Alzheimer Disease & Associated Disorders | 2002
Warren W. Barker; Cheryl A. Luis; Alice Kashuba; Mercy Luis; Dylan G. Harwood; David A. Loewenstein; Carol Waters; Pat Jimison; Eugene Shepherd; Steven Sevush; Neil Graff-Radford; Douglas Newland; Murray Todd; Bayard Miller; Michael Gold; Kenneth M. Heilman; Leilani Doty; Ira J. Goodman; Bruce Robinson; Gary S. Pearl; Dennis W. Dickson; Ranjan Duara
Alzheimer disease (AD) is the most common dementing illness in the elderly, but there is equivocal evidence regarding the frequency of other disorders such as Lewy body disease (LBD), vascular dementia (VaD), frontotemporal dementia (FTD), and hippocampal sclerosis (HS).

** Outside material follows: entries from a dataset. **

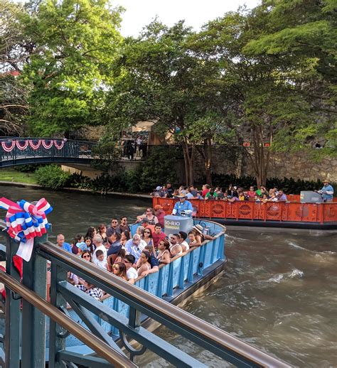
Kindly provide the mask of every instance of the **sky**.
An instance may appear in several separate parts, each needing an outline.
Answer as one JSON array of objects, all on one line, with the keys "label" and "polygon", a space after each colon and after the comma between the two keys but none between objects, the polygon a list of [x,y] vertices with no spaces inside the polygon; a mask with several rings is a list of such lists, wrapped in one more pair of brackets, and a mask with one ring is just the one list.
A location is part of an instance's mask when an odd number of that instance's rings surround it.
[{"label": "sky", "polygon": [[198,31],[226,11],[235,11],[244,4],[252,9],[259,3],[258,0],[114,0],[112,4],[126,9],[122,16],[121,33],[137,36],[156,16],[169,26],[185,19],[187,26]]}]

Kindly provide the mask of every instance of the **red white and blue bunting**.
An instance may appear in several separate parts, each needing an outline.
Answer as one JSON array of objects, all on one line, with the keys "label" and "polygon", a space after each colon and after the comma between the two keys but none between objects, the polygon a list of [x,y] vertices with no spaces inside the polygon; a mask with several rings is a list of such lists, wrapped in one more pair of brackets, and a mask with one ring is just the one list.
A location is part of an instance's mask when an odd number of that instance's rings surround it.
[{"label": "red white and blue bunting", "polygon": [[1,147],[5,152],[11,152],[16,146],[20,151],[25,151],[28,146],[36,151],[41,145],[45,149],[50,149],[54,146],[56,149],[60,150],[65,141],[66,139],[13,139],[1,141]]},{"label": "red white and blue bunting", "polygon": [[9,235],[20,242],[16,254],[29,261],[34,238],[42,237],[50,227],[46,215],[53,207],[45,198],[33,205],[23,200],[16,203],[3,197],[0,198],[0,208],[7,210],[5,221]]}]

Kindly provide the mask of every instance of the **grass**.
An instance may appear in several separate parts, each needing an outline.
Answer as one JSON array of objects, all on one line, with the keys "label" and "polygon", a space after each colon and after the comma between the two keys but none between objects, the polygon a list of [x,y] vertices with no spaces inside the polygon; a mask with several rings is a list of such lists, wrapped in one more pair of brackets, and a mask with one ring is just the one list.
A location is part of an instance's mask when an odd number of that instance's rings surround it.
[{"label": "grass", "polygon": [[26,184],[37,184],[34,173],[20,173],[14,169],[0,169],[0,181],[11,181],[26,183]]}]

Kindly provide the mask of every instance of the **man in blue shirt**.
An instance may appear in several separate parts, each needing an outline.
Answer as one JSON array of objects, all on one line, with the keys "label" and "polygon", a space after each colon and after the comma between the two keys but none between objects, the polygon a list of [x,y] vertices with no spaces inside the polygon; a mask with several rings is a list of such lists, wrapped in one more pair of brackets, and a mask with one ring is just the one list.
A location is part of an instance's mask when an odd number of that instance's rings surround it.
[{"label": "man in blue shirt", "polygon": [[172,215],[176,215],[177,216],[187,216],[191,217],[193,210],[192,203],[186,200],[186,195],[185,194],[177,195],[177,197],[179,198],[179,202],[177,202],[174,205]]},{"label": "man in blue shirt", "polygon": [[333,188],[328,183],[328,179],[326,179],[323,182],[323,188],[319,190],[319,193],[322,195],[324,202],[332,202],[333,197]]},{"label": "man in blue shirt", "polygon": [[58,237],[56,238],[56,244],[58,245],[58,247],[63,248],[65,251],[73,253],[70,244],[69,243],[65,242],[65,236],[63,234],[59,234],[58,235]]}]

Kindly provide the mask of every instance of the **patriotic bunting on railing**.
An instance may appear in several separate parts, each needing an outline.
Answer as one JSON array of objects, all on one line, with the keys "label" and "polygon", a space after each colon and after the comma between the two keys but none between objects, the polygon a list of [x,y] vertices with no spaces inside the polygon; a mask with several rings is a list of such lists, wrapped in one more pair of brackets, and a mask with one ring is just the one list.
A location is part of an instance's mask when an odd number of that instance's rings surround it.
[{"label": "patriotic bunting on railing", "polygon": [[16,146],[20,151],[24,151],[28,145],[36,151],[41,144],[46,149],[50,149],[53,145],[56,149],[60,150],[64,147],[65,141],[66,139],[13,139],[2,141],[1,146],[5,152],[11,152]]},{"label": "patriotic bunting on railing", "polygon": [[[22,142],[23,143],[23,144],[21,145]],[[24,151],[25,149],[27,148],[28,145],[28,141],[25,141],[23,139],[17,140],[17,141],[15,141],[15,143],[16,144],[16,147],[18,147],[18,148],[20,151]]]},{"label": "patriotic bunting on railing", "polygon": [[43,139],[42,140],[42,146],[43,146],[43,148],[46,149],[51,148],[53,143],[54,143],[54,141],[53,141],[53,139]]},{"label": "patriotic bunting on railing", "polygon": [[26,200],[16,203],[3,197],[0,198],[0,208],[7,210],[5,221],[9,235],[20,242],[16,254],[29,261],[34,238],[46,234],[50,227],[46,215],[53,207],[45,198],[33,205]]},{"label": "patriotic bunting on railing", "polygon": [[33,149],[37,150],[40,148],[40,146],[42,144],[41,139],[30,139],[29,140],[29,146]]},{"label": "patriotic bunting on railing", "polygon": [[11,152],[15,146],[15,141],[12,141],[11,142],[6,142],[2,141],[1,142],[2,148],[5,152]]},{"label": "patriotic bunting on railing", "polygon": [[64,139],[63,139],[62,141],[54,140],[54,146],[56,147],[57,149],[62,149],[63,148],[64,145],[65,145]]}]

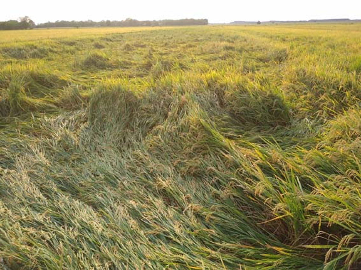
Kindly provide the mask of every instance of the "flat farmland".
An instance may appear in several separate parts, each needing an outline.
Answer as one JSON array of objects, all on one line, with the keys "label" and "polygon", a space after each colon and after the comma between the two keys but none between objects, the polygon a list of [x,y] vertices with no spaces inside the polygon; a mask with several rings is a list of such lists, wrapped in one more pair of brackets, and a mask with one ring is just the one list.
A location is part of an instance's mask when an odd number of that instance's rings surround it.
[{"label": "flat farmland", "polygon": [[0,268],[359,269],[360,106],[360,24],[0,32]]}]

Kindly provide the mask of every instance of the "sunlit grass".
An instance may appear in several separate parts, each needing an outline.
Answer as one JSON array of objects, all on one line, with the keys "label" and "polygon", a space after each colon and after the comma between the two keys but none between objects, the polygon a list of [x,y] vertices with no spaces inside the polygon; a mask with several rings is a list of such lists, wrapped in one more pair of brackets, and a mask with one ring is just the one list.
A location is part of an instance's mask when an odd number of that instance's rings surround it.
[{"label": "sunlit grass", "polygon": [[361,31],[308,26],[0,32],[0,268],[359,268]]}]

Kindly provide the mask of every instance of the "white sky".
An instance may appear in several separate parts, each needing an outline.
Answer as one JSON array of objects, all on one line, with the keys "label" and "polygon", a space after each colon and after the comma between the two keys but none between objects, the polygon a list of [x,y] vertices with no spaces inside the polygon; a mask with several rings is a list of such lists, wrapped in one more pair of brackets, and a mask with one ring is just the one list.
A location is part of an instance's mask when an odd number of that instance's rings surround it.
[{"label": "white sky", "polygon": [[[361,19],[361,0],[0,0],[0,21],[29,16],[65,21],[208,19],[235,21]],[[3,3],[1,3],[3,2]]]}]

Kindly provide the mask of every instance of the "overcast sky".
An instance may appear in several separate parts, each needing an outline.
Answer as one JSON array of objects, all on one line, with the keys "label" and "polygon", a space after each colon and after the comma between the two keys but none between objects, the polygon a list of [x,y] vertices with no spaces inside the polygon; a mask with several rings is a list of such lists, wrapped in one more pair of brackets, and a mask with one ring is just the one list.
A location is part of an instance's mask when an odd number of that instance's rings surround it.
[{"label": "overcast sky", "polygon": [[57,20],[121,21],[193,18],[235,21],[361,19],[361,0],[2,0],[0,21],[29,16]]}]

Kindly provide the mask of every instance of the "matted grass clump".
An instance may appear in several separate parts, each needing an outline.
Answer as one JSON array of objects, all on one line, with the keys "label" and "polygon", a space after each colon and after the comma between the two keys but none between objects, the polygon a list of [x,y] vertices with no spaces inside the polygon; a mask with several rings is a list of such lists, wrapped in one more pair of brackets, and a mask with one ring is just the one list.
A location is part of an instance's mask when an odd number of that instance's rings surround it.
[{"label": "matted grass clump", "polygon": [[0,44],[0,268],[360,269],[360,25],[151,30]]}]

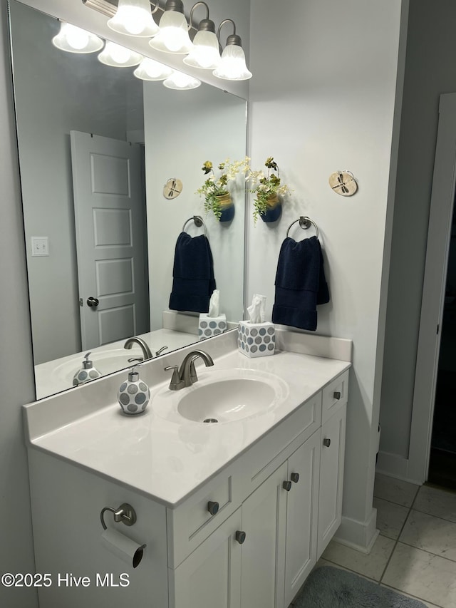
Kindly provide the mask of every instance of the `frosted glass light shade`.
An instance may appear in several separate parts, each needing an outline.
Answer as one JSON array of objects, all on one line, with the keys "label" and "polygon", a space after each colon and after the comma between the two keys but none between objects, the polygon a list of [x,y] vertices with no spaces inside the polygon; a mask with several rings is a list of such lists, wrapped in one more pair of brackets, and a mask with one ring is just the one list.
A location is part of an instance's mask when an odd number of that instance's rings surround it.
[{"label": "frosted glass light shade", "polygon": [[60,31],[52,38],[52,43],[67,53],[95,53],[103,47],[103,41],[94,34],[62,21]]},{"label": "frosted glass light shade", "polygon": [[106,41],[104,49],[98,55],[98,61],[114,68],[131,68],[138,66],[142,58],[142,56],[139,53],[110,41]]},{"label": "frosted glass light shade", "polygon": [[219,66],[212,73],[226,81],[247,81],[252,76],[252,72],[247,69],[242,47],[237,44],[225,46]]},{"label": "frosted glass light shade", "polygon": [[220,63],[220,51],[217,36],[212,31],[197,31],[193,38],[193,48],[185,58],[184,63],[193,68],[214,70]]},{"label": "frosted glass light shade", "polygon": [[145,57],[133,74],[142,81],[164,81],[172,74],[173,70],[167,66]]},{"label": "frosted glass light shade", "polygon": [[120,34],[143,38],[151,38],[160,31],[150,13],[149,0],[119,0],[117,12],[108,25]]},{"label": "frosted glass light shade", "polygon": [[177,91],[186,91],[190,88],[197,88],[201,84],[201,81],[189,76],[183,72],[173,72],[170,78],[163,81],[167,88],[175,88]]},{"label": "frosted glass light shade", "polygon": [[187,55],[193,47],[183,13],[165,11],[160,20],[160,31],[149,44],[157,51]]}]

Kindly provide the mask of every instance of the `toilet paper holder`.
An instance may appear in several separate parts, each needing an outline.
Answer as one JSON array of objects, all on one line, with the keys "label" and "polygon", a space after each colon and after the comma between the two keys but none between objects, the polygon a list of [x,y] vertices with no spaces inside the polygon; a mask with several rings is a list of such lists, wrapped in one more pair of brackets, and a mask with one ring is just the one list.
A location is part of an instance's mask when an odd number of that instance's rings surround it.
[{"label": "toilet paper holder", "polygon": [[103,530],[107,529],[107,525],[105,523],[105,513],[106,511],[110,511],[113,514],[114,521],[116,523],[123,523],[125,525],[130,526],[136,523],[136,512],[128,503],[123,503],[117,509],[113,509],[112,507],[103,507],[100,513],[100,519],[101,520],[101,525]]}]

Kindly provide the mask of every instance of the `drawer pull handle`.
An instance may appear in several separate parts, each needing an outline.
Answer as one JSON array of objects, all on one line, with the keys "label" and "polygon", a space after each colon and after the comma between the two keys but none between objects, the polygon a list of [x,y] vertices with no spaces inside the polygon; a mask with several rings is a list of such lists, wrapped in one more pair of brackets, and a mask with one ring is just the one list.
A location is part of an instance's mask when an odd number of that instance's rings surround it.
[{"label": "drawer pull handle", "polygon": [[218,503],[215,503],[213,500],[209,500],[207,503],[207,510],[211,514],[211,515],[215,515],[219,512],[219,507],[220,505]]},{"label": "drawer pull handle", "polygon": [[236,530],[236,540],[239,542],[239,545],[242,545],[244,541],[245,540],[246,534],[242,530]]}]

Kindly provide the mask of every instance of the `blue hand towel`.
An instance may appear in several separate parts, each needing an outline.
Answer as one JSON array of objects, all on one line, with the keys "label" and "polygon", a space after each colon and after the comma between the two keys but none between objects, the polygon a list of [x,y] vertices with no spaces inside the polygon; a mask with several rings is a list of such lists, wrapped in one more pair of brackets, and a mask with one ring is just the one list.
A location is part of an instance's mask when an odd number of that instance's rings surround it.
[{"label": "blue hand towel", "polygon": [[179,235],[172,277],[171,309],[208,311],[209,301],[215,289],[215,279],[212,253],[204,235],[199,237],[191,237],[187,232]]},{"label": "blue hand towel", "polygon": [[301,329],[316,329],[316,305],[329,302],[321,248],[316,237],[287,237],[279,254],[272,321]]}]

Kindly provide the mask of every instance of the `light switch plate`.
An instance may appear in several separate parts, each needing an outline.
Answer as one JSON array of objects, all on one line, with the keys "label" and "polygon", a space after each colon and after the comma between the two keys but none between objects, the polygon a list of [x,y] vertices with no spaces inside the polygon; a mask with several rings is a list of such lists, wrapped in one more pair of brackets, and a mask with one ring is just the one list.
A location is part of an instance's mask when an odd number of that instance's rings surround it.
[{"label": "light switch plate", "polygon": [[48,237],[31,237],[32,256],[49,255],[49,239]]}]

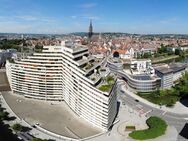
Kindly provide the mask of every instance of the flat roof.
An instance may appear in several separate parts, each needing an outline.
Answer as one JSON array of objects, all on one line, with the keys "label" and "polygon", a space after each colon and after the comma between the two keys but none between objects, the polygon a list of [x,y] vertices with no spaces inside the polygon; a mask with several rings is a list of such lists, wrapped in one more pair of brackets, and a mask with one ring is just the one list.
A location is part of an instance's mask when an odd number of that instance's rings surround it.
[{"label": "flat roof", "polygon": [[167,67],[159,67],[159,68],[155,68],[155,70],[157,70],[158,72],[162,73],[162,74],[168,74],[168,73],[172,73],[173,70]]},{"label": "flat roof", "polygon": [[136,80],[152,80],[151,77],[147,74],[145,74],[145,75],[134,75],[132,77]]}]

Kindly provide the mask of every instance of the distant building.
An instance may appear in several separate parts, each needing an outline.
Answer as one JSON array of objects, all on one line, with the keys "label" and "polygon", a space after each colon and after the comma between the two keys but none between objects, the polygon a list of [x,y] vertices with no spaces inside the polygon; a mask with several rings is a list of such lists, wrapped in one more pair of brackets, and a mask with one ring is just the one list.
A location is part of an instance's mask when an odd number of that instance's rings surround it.
[{"label": "distant building", "polygon": [[155,73],[161,78],[161,88],[169,89],[173,85],[173,70],[165,67],[155,69]]},{"label": "distant building", "polygon": [[186,68],[184,64],[170,64],[155,68],[155,73],[161,78],[161,88],[171,88],[174,82],[182,77]]},{"label": "distant building", "polygon": [[92,35],[93,35],[93,26],[92,26],[92,21],[90,20],[89,33],[88,33],[89,39],[91,39]]}]

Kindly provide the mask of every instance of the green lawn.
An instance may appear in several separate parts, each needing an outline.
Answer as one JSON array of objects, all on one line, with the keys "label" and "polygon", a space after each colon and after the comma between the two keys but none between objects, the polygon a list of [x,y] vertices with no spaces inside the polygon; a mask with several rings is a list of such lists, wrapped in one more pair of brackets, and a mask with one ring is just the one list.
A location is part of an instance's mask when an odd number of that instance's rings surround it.
[{"label": "green lawn", "polygon": [[154,139],[163,134],[167,129],[166,122],[159,117],[150,117],[146,120],[148,129],[133,131],[129,136],[136,140]]}]

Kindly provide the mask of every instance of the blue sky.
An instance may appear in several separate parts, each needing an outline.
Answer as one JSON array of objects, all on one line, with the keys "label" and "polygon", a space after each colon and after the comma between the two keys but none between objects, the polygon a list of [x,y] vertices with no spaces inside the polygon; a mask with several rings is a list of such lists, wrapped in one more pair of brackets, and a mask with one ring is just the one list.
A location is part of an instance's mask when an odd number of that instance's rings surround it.
[{"label": "blue sky", "polygon": [[0,32],[188,34],[188,0],[0,0]]}]

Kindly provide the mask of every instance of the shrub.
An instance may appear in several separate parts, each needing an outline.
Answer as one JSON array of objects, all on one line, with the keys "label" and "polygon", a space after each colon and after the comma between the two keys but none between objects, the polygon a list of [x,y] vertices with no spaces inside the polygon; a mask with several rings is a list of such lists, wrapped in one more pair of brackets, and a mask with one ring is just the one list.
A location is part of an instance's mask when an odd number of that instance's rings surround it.
[{"label": "shrub", "polygon": [[167,124],[159,117],[150,117],[146,120],[148,129],[133,131],[129,134],[130,137],[137,140],[153,139],[165,134]]},{"label": "shrub", "polygon": [[22,125],[16,123],[16,124],[14,124],[14,125],[12,126],[12,129],[13,129],[15,132],[21,132],[22,129],[23,129],[23,127],[22,127]]}]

This ambiguity may be related to factors such as the age and gender of subjects with dementia. Therefore, the objective of this study was to calculate the relative frequencies of AD, LBD, VaD, FTD, and HS among 382 subjects with dementia from the State of Florida Brain Bank and to study the effect of age and gender on these frequencies. AD was the most frequent pathologic finding (77%), followed by LBD (26%), VaD (18%), HS (13%), and FTD (5%). Mixed pathology was common: Concomitant AD was present in 66% of LBD patients, 77% of VaD patients, and 66% of HS patients. The relative frequency of VaD increased with age, whereas the relative frequencies of FTD and LBD declined with age. Males were overrepresented among those with LBD, whereas females were overrepresented among AD subjects with onset age over 70 years. These estimates of the a priori probabilities of dementing disorders have implications for clinicians and researchers.